Print / PDF

Derick Bessa

Full-Stack Developer
Professional Summary
Full-Stack Developer with experience in React, Next.js, Angular, and React Native on the frontend; Node.js, Java/Spring Boot, and Python/FastAPI on the backend. Applied research background in computer vision, integrating AI models into end-to-end mobile and web systems. Founder of TáNaLista, an event management SaaS with QR Code check-in.
Education & Languages
B.Sc. in Computer Science – IFCE (Federal Institute of Ceará), Fortaleza 2024 – 2028
Languages: English (Advanced) · Portuguese (Native)
Technical Skills
Frontend: React.js, Next.js, Angular, React Native, TypeScript, Tailwind CSS
Backend: Node.js, Java/Spring Boot, Python/FastAPI, REST APIs, JWT/OAuth2
Databases: PostgreSQL, SQLite, MySQL
AI & Computer Vision: YOLOv8/v11, OpenCV, MediaPipe, PaddleOCR, scikit-learn, pandas
DevOps & Tools: Docker, Git, GitHub Actions, Vercel, Swagger/OpenAPI
Professional Experience
LabVicia – IFCE, Fortaleza
Sep 2025 – Present
Full Stack Developer · Research Scholar
  • Implemented server-side pagination and eliminated redundant API calls, reducing data transfer volume and making table loading noticeably faster for end users.
  • Refactored the inbox module with infinite scroll and automatic message updates, eliminating manual refreshes and making the communication flow continuous and uninterrupted.
  • Delivered full internationalization for 4 languages (PT, EN, ES, DE) with dynamic switching via ngx-translate, enabling international teams to use the system with no rebuild or redeployment required.
  • Standardized components with Angular Material across the entire system, reducing visual inconsistencies and speeding up new screen development for the team.

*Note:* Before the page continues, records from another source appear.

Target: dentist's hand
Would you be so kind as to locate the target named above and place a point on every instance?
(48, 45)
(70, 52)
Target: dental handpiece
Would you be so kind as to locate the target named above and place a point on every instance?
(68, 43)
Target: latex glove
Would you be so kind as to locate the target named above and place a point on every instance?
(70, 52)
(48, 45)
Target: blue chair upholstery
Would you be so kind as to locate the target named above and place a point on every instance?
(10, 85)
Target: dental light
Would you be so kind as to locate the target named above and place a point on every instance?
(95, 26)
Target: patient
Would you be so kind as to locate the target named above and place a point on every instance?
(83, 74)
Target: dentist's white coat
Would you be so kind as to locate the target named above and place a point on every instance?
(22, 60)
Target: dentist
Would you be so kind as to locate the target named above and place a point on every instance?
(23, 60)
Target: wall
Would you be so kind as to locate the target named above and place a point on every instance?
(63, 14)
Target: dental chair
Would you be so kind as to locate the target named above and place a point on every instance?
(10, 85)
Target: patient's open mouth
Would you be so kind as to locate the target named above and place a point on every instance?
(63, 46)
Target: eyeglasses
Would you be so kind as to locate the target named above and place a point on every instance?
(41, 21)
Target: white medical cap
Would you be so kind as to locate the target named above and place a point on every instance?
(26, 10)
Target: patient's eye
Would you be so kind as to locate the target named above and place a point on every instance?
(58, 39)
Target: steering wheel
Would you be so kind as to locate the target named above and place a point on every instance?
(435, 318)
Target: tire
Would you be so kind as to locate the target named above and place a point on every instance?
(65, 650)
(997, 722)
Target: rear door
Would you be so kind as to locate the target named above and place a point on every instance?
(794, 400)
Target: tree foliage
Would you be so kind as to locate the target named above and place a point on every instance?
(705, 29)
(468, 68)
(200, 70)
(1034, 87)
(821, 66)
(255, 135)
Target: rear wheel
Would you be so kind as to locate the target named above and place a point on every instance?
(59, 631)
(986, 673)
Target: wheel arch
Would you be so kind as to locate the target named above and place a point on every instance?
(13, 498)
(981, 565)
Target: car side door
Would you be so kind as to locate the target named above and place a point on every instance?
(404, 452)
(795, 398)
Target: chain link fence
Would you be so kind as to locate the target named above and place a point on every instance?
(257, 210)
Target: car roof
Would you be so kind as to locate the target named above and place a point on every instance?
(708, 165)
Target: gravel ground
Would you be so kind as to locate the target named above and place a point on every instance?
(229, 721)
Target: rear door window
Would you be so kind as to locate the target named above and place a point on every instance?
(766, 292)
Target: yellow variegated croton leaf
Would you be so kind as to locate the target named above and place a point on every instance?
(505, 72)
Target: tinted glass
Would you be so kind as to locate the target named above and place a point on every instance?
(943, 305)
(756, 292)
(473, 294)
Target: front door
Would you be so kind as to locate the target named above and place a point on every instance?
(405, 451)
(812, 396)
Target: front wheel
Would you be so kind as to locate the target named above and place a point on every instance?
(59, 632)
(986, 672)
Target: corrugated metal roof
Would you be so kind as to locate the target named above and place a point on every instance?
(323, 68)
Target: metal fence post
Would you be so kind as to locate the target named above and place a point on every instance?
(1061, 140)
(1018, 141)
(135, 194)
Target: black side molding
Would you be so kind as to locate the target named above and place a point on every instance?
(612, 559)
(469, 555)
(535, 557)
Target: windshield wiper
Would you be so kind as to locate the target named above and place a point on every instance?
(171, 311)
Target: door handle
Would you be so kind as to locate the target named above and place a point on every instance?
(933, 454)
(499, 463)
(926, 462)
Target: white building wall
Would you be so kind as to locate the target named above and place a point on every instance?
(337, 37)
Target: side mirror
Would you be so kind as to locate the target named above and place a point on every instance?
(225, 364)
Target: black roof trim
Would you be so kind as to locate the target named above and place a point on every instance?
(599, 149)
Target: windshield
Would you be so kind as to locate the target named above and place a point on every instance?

LAPISCO – Research Lab at IFCE, Fortaleza
Jun 2024 – Mar 2026
Research Scholar · Computer Vision & Full Stack Development
  • Integrated detection and classification models (YOLOv8/v11, MediaPipe, OpenCV) with the Java/Spring Boot backend via a Python/FastAPI layer, enabling real-time processing of frames captured by the camera in the React Native app.
  • Built dashboards and technical reports using pandas and scikit-learn to monitor model training, allowing the team to identify bottlenecks and tune hyperparameters based on concrete data.
  • Refactored Java backend APIs with a focus on separation of concerns and object-oriented design, improving maintainability and reducing onboarding time for new team members.
  • Worked across the full AI pipeline — from image capture in the React Native frontend to result consolidation in the Java backend — ensuring traceability and data consistency across all layers.
Gomes & Araújo Law Firm – Freelance
2025
Front-End Developer
  • Delivered a complete landing page in React 19 + Vite + Tailwind CSS with 8 sections and a fully responsive layout, with no external UI library dependencies, resulting in a lighter bundle and faster load times.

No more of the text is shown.